Il legame tra il tempo e lo spazio: lo spaziotempo e la relatività generale

23 Febbraio 2011 | Fisica e chimica

Introduzione

In un articolo precedente ho affrontato il significato di relatività ristretta. L’idea di base ci tornerà utile per fare un salto in avanti e per parlare di un altro tema affascinante legato al tempo e allo spazio. L’argomento è piuttosto corposo, ma cercherò di spiegarmi il meglio possibile senza far uso di termini complessi o poco comuni.

L’equazione di Einstein: se un corpo accelera, aumenta anche la sua massa

Che cos’è lo spaziotempo? Negli ultimi decenni – ma già a partire dagli anni quaranta – è una parola che si sente pronunciare spesso dalla bocca degli scienziati (e anche dagli appassionati di scienza o dagli scrittori di fantascienza). Il concetto, che in realtà è abbastanza semplice se affrontato dall’esterno, ha un’importanza fondamentale e ha aperto uno spiraglio immenso nel campo della fisica.

Dalla teoria della relatività di Einstein deriva la più importante e conosciuta tra le equazioni fisiche: E=mc2.
Tradotta in parole, «l’energia è uguale alla massa moltiplicata per la velocità della luce al quadrato».

Einstein aveva infatti dimostrato come la velocità della luce sia identica davanti a qualsiasi osservatore, per quanto questo sia in quiete o in movimento. Per accelerare un corpo è necessario aggiungergli energia. Più energia si aggiunge, più il corpo accelera. Poiché la velocità della luce (c) è una costante, perché la formula resti valida quando aumentiamo l’energia significa che anche la massa del corpo deve aumentare. Questo naturalmente rende difficile un’ulteriore accelerazione, perché la massa è adesso maggiore.

In laboratorio è stato dimostrato, comunque, che per aumentare anche di poco la velocità ad alti livelli occorre una quantità spropositata di energia. Al Cern di Ginevra sono riusciti a spingere un protone a una velocità pari al 99,99999% di quella della luce. Per aumentare di soli 0,001% la velocità, sono dovuti passare da 450 GeV di energia a 7000 GeV.

La luce è il limite: niente raggiunge la sua velocità

Il limite di accelerazione è la velocità della luce: non esiste modo per raggiungerla, perché occorrerebbe somministrare al corpo una quantità di energia infinita. Piero Angela, nel suo Viaggio nella scienza – dal Big Bang alle biotecnologie, ci mostra un esempio con dei numeri concreti. È il caso di accennarlo, perché renderà più semplice la comprensione del fenomeno.

Poniamo il caso che un’astronave riesca a viaggiare a 294mila km al secondo.

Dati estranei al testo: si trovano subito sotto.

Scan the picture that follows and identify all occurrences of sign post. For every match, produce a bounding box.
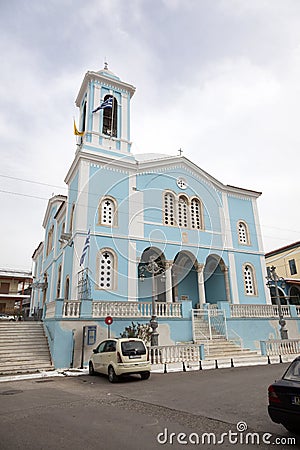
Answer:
[105,316,113,338]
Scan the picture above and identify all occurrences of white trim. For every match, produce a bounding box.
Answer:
[228,252,240,304]
[219,192,233,249]
[252,198,264,252]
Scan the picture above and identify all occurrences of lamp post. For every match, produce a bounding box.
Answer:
[140,255,165,346]
[267,266,288,339]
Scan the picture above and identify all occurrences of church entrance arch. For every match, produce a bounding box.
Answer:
[172,251,199,308]
[204,255,230,304]
[138,247,166,302]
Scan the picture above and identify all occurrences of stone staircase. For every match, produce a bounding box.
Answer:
[0,322,54,375]
[193,312,259,360]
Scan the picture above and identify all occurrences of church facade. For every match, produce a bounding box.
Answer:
[32,65,270,367]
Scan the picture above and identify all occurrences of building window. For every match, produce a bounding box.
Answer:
[98,197,117,226]
[238,220,250,245]
[243,264,257,295]
[289,259,297,275]
[191,198,203,230]
[46,225,54,256]
[164,192,176,225]
[56,264,61,298]
[102,94,118,137]
[178,195,189,228]
[97,249,116,290]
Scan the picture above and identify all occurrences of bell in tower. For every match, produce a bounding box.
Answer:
[75,63,135,155]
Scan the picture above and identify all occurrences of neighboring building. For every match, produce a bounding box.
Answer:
[266,241,300,305]
[31,66,270,366]
[0,269,32,316]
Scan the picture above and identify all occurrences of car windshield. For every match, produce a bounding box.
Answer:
[283,359,300,382]
[121,341,146,356]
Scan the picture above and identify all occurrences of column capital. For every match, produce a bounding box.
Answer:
[195,263,204,273]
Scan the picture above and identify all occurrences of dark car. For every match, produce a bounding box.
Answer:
[268,356,300,434]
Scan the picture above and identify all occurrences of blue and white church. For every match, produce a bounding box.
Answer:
[31,64,282,367]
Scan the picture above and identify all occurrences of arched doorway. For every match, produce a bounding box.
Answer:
[172,251,199,308]
[138,247,166,302]
[204,255,229,303]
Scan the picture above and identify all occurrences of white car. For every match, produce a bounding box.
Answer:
[89,338,151,383]
[0,313,16,322]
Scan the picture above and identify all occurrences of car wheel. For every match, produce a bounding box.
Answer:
[141,372,150,380]
[108,366,118,383]
[283,423,299,434]
[89,361,96,375]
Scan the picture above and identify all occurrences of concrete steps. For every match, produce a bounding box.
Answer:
[0,322,54,375]
[193,317,260,360]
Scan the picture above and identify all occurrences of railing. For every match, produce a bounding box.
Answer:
[261,339,300,356]
[230,305,291,318]
[92,301,182,318]
[46,302,55,319]
[63,300,81,318]
[149,344,200,364]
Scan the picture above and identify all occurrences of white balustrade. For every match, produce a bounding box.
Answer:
[230,305,291,318]
[264,339,300,356]
[93,301,182,318]
[149,344,200,364]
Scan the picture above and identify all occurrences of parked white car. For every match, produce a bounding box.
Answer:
[89,338,151,383]
[0,313,16,322]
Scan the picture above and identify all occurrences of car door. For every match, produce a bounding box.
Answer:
[93,341,106,373]
[103,340,117,374]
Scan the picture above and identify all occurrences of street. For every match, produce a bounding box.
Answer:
[0,364,298,450]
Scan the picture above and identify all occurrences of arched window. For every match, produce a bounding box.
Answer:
[64,276,70,300]
[102,94,118,137]
[191,198,204,230]
[56,264,61,298]
[178,195,189,228]
[237,220,250,245]
[243,263,257,295]
[96,249,117,290]
[164,192,176,225]
[46,225,54,256]
[98,197,117,226]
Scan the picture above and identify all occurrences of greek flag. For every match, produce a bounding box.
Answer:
[80,228,91,266]
[92,97,113,113]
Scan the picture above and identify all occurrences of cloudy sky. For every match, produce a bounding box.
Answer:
[0,0,300,270]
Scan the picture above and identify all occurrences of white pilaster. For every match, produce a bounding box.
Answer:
[228,253,240,304]
[197,264,206,306]
[220,192,233,248]
[165,261,173,303]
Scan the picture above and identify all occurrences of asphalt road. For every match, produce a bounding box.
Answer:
[0,364,300,450]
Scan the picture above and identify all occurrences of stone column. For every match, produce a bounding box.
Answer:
[222,266,231,303]
[165,261,173,303]
[196,263,206,307]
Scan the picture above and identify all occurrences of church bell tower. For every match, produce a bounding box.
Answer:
[75,63,135,156]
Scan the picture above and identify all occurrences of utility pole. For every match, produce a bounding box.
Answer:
[267,266,288,339]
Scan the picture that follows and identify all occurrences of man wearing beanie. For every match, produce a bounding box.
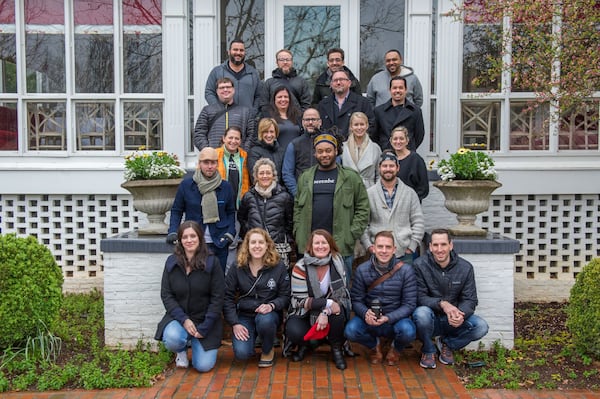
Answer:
[294,133,369,282]
[167,147,235,272]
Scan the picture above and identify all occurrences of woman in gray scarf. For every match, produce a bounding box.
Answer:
[285,229,351,370]
[237,158,294,268]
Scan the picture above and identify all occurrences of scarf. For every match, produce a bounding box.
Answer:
[193,169,222,224]
[254,180,277,199]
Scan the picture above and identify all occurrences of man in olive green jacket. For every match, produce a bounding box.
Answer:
[294,133,370,282]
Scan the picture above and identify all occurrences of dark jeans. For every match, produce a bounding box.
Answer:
[413,306,488,353]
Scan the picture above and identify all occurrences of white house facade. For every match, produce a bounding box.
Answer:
[0,0,600,300]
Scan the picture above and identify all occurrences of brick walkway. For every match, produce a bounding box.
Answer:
[0,346,600,399]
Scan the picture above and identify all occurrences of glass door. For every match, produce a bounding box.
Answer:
[265,0,360,88]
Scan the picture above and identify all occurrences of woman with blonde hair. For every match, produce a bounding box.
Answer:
[223,228,290,367]
[248,118,285,183]
[342,112,381,188]
[390,125,429,202]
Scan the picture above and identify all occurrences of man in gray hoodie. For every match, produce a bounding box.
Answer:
[367,50,423,108]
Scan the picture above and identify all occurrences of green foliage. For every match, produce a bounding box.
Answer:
[0,291,173,392]
[0,234,63,350]
[567,258,600,360]
[438,148,498,180]
[125,147,185,181]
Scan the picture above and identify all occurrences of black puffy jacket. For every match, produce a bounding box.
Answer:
[237,184,294,243]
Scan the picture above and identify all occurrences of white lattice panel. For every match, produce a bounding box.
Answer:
[0,195,137,291]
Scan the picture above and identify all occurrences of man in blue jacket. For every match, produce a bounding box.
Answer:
[413,229,488,369]
[167,147,235,272]
[344,230,417,366]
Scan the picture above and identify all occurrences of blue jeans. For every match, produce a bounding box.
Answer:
[344,316,416,352]
[413,306,488,353]
[163,320,218,373]
[231,312,280,360]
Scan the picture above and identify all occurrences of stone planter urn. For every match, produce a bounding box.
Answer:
[121,179,183,235]
[433,180,502,236]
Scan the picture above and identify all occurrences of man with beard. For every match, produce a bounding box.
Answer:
[281,108,321,196]
[194,78,256,151]
[371,76,425,151]
[204,39,262,114]
[367,50,423,107]
[294,133,369,283]
[318,70,375,140]
[260,50,311,115]
[312,48,362,107]
[167,147,235,273]
[361,150,425,264]
[412,229,488,369]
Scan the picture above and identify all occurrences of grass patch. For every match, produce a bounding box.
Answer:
[0,291,172,392]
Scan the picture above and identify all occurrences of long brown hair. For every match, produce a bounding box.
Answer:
[174,220,209,270]
[237,227,279,267]
[305,229,340,256]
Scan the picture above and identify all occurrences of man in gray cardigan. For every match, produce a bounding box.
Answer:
[361,150,425,264]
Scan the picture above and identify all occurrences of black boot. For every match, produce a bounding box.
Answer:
[292,345,309,362]
[331,345,347,370]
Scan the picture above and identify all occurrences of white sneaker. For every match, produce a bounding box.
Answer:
[175,351,190,369]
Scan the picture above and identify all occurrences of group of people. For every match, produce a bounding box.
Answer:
[156,41,488,371]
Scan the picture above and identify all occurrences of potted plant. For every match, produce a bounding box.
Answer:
[433,148,502,236]
[121,147,185,235]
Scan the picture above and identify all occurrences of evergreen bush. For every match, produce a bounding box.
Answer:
[567,258,600,360]
[0,234,63,350]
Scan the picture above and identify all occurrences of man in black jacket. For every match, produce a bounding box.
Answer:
[413,229,488,369]
[371,76,425,151]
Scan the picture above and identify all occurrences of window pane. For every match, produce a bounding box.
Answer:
[220,0,264,79]
[283,6,340,91]
[461,101,500,150]
[0,0,17,93]
[75,102,115,151]
[123,0,162,93]
[0,102,19,151]
[25,0,65,93]
[74,0,114,93]
[510,102,549,151]
[462,24,502,93]
[123,102,163,150]
[558,101,600,150]
[27,102,67,151]
[353,0,406,92]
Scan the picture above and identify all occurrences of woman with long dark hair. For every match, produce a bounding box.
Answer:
[155,220,225,372]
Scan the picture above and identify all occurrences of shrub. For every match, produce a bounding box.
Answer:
[567,258,600,360]
[0,234,63,349]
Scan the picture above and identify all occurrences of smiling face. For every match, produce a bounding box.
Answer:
[181,227,200,255]
[373,236,396,265]
[248,233,268,260]
[315,142,337,170]
[223,129,242,154]
[312,234,331,259]
[256,165,275,189]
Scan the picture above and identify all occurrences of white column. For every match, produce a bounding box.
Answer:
[163,0,188,159]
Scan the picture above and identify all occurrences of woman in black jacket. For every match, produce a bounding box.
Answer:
[155,220,225,372]
[223,228,290,367]
[237,158,294,267]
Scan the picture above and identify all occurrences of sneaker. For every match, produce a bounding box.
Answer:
[419,353,435,369]
[175,351,190,369]
[258,349,275,367]
[435,337,454,365]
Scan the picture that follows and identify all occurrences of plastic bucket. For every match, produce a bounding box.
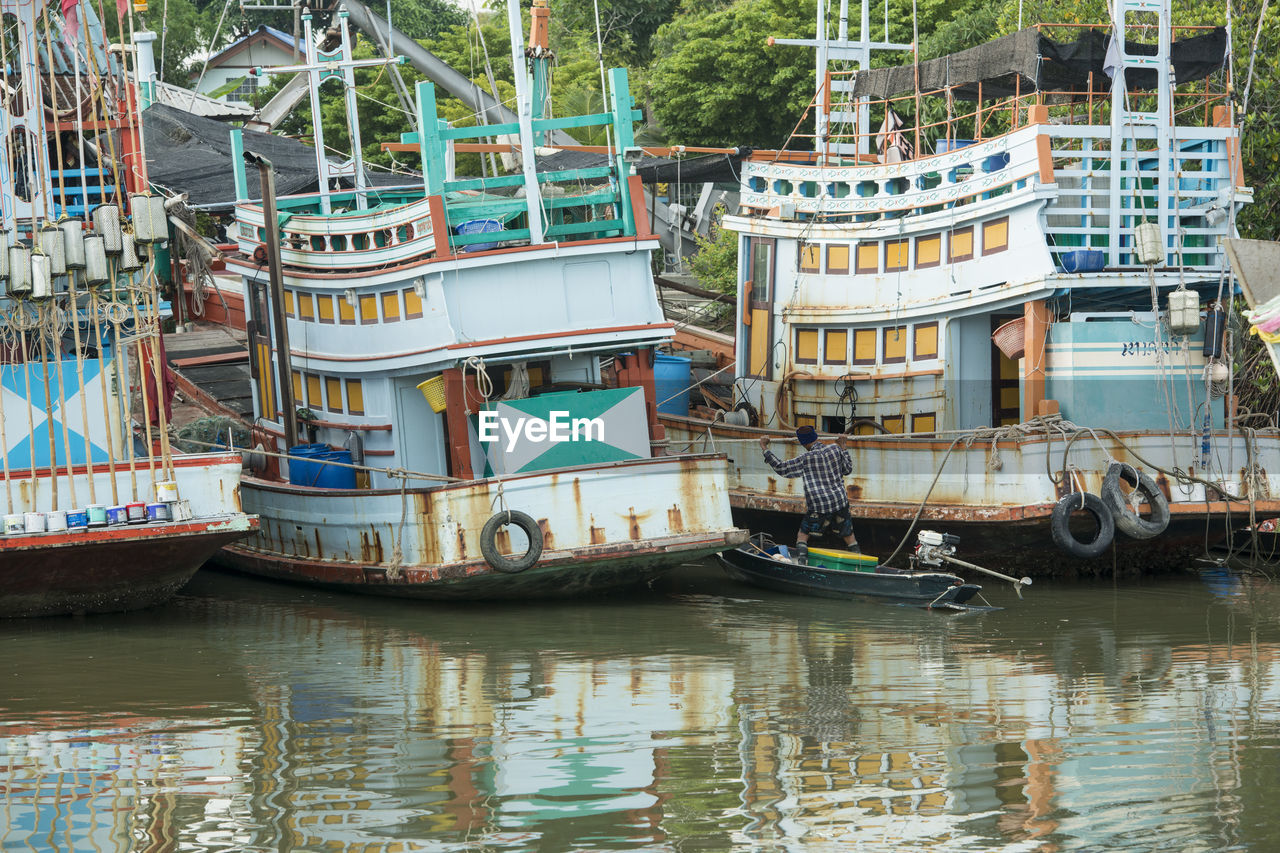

Teniamo presente che la velocità della luce è di 299.792,458 km al secondo, quindi l’astronave vi si avvicina notevolmente.
Degli osservatori esterni la tracciano per mille anni. Secondo la teoria della relatività, il tempo di chi viaggia all’interno dell’astronave è molto più dilatato (perché è in grande movimento) e, per loro, sono passati soltanto 200 anni anziché mille. Ma basterebbe accelerare la velocità dell’astronave a 299.792 km/s perché l’intervallo si riduca a due mesi. Aumentando l’accelerazione di ulteriore 4 cm/s l’intervallo diventerebbe di tre giorni.

Sbalorditivo, non trovate? Mentre per un osservatore esterno sono passati mille anni, per l’equipaggio dell’astronave sono trascorsi solo tre giorni. Nella pratica, chi guardava l’astronave la vedeva muoversi al rallentatore.

A velocità elevate, spazio e tempo si dilatano

Questi i dati, che oggi gli scienziati danno per assodati. Ma cosa succede a un corpo che si muove a velocità così elevate? L’oggetto diventa sempre più schiacciato all’aumentare della velocità, perché lo spazio si contrae rapidamente. E il tempo? Anche il tempo subisce la stessa sorte, cioè si dilata e rallenta.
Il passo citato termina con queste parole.